Educational tracks create differential expectations of student ability, raising concerns that the negative stereotypes associated with lower tracks might threaten student performance. The authors test this concern by drawing on a field experiment enrolling 11,624 Chinese vocational high school students, half of whom were randomly primed about their tracks before taking technical skill and math exams. As in almost all countries, Chinese students are sorted between vocational and academic tracks, and vocational students are stereotyped as having poor academic abilities. Priming had no effect on technical skills and, contrary to hypotheses, modestly improved math performance. In exploring multiple interpretations, the authors highlight how vocational tracking may crystallize stereotypes but simultaneously diminishes stereotype threat by removing academic performance as a central measure of merit. Taken together, the study implies that reminding students about their vocational or academic identities is unlikely to further contribute to achievement gaps by educational track.

Immigrants

Normie authors:

In many regions around the world students with certain immigrant backgrounds underachieve in educational settings. This paper provides a review and meta-analysis on one potential source of the immigrant achievement gap: stereotype threat, a situational predicament that may prevent students to perform up to their full abilities. A meta-analysis of 19 experiments suggests an overall mean effect size of 0.63 (random effects model) in support of stereotype threat theory. The results are complemented by moderator analyses with regard to circulation (published or unpublished research), cultural context (US versus Europe), age of immigrants, type of stereotype threat manipulation, dependent measures, and means for identification of immigrant status; evidence on the role of ethnic identity strength is reviewed. Theoretical and practical implications of the findings are discussed.

Their funnel plot says it all:

Black-White gap in USA

In depth analysis of the first and famous paper is given by Ulrich Schimmack.

Wicherts has an old meta-analysis that he is hiding for whatever reason.

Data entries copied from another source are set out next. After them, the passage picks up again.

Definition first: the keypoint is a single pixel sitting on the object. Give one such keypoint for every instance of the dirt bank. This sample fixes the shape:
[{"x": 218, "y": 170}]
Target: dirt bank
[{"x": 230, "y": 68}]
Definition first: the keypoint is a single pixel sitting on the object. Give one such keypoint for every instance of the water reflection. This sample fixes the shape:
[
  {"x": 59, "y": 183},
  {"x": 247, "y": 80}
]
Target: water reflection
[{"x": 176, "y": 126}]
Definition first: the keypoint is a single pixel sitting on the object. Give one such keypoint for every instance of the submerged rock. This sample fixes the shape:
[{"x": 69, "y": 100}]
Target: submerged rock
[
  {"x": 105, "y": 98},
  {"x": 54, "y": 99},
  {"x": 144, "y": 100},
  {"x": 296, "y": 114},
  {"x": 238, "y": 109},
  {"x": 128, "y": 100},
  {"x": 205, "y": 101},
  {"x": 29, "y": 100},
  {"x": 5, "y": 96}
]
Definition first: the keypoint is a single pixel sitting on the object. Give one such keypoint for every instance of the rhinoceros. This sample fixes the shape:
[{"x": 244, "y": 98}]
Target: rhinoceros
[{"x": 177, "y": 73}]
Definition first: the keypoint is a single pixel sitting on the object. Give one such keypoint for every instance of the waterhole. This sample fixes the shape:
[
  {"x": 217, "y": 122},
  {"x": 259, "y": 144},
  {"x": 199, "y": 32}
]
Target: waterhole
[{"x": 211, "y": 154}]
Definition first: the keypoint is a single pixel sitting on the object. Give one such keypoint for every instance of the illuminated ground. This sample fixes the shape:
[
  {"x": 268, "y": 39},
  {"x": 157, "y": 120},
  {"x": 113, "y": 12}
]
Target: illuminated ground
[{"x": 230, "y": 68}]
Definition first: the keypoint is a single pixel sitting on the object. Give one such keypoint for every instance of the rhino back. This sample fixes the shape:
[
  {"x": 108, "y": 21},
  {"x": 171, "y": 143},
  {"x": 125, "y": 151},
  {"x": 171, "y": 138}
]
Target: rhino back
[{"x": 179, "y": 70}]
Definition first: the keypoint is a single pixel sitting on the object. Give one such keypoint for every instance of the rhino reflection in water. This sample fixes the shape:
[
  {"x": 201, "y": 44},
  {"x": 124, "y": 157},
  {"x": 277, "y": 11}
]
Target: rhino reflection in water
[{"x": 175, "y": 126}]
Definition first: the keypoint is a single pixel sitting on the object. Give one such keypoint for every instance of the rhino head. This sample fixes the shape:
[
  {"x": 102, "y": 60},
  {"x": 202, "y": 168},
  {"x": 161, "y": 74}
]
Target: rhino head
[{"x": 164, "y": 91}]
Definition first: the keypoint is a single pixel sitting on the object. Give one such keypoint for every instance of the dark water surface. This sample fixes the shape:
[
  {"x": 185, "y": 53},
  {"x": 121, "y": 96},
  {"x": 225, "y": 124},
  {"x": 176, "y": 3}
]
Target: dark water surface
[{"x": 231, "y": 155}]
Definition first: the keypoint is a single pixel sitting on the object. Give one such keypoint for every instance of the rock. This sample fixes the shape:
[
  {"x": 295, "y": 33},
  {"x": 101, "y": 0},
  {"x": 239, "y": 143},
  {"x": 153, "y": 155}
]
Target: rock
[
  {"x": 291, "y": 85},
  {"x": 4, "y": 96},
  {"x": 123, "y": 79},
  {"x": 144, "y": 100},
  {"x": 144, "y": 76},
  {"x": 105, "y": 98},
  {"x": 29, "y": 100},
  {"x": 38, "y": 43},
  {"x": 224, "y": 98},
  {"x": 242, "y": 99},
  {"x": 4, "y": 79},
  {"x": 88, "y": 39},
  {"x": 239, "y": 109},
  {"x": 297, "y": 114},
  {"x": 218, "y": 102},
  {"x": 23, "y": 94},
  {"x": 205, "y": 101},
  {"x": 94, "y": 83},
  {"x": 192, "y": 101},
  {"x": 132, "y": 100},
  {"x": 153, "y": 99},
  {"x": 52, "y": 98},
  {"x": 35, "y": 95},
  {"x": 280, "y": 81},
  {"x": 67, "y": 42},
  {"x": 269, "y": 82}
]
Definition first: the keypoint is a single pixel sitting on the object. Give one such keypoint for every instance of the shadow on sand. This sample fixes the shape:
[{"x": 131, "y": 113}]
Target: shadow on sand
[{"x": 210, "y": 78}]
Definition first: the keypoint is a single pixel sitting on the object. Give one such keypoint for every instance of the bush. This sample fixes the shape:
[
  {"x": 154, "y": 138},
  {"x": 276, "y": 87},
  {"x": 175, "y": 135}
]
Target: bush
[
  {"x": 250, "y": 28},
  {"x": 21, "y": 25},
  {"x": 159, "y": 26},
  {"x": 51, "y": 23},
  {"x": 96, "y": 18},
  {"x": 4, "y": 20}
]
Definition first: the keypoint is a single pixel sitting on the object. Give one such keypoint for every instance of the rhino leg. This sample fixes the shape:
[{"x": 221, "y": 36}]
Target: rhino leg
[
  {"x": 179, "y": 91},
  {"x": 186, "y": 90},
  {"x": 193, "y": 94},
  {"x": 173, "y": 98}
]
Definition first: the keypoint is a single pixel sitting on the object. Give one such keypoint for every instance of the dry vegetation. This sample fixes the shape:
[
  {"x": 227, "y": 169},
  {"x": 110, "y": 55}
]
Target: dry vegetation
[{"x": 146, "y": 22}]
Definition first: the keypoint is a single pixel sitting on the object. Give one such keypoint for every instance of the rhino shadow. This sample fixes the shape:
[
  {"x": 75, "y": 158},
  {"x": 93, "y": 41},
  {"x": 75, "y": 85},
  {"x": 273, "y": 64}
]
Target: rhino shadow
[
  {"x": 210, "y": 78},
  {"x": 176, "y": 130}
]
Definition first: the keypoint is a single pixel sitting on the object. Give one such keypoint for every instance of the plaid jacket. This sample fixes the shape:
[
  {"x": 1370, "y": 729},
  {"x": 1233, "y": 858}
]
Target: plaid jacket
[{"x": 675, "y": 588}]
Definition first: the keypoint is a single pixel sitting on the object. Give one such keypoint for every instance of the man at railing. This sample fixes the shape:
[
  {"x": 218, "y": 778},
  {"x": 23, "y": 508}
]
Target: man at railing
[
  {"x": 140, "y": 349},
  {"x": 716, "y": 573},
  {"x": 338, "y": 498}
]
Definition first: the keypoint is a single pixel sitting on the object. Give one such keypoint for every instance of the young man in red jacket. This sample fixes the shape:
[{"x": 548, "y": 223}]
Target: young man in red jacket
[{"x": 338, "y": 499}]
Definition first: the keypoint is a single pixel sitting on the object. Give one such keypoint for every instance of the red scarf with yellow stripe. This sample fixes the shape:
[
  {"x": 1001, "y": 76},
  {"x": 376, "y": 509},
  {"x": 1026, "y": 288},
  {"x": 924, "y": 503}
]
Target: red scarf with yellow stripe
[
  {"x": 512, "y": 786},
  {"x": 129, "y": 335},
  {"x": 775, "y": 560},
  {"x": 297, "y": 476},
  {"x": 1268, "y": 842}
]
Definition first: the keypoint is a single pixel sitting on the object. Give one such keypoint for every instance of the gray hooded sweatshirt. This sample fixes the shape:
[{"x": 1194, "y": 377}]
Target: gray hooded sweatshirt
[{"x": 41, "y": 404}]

But we will soon get another big replication, similar to Flore’s above:

According to stereotype threat theory, the possibility of confirming a negative group stereotype can evoke feelings of threat, leading people to underperform in the domains in which they are stereotyped as lacking ability. This theory has immense theoretical and practical implications, but many studies supporting it include small samples and varying operational definitions of “stereotype threat”. We address the first challenge by leveraging a network of psychology labs to recruit a large Black student sample (Nanticipated = 2700) from multiple US sites (Nanticipated = 27). We address the second challenge by identifying three threat-increasing and three threat-decreasing procedures that could plausibly affect performance and use an adaptive Bayesian design to determine which “stereotype threat” operationalization yields the strongest evidence for underperformance. This project has the potential to advance our knowledge of a scientifically and socially important topic: whether and under what conditions stereotype threat affects current US Black students.

Which of course I am looking forward to!


A reasonable prior is that anything from social psychology is most likely bullshit. More so the more left-wing friendly it is. Stereotype threat gets a double bad prior here. The evidence for it is laughably bad, so a reasonable person’s posterior will be close to 0.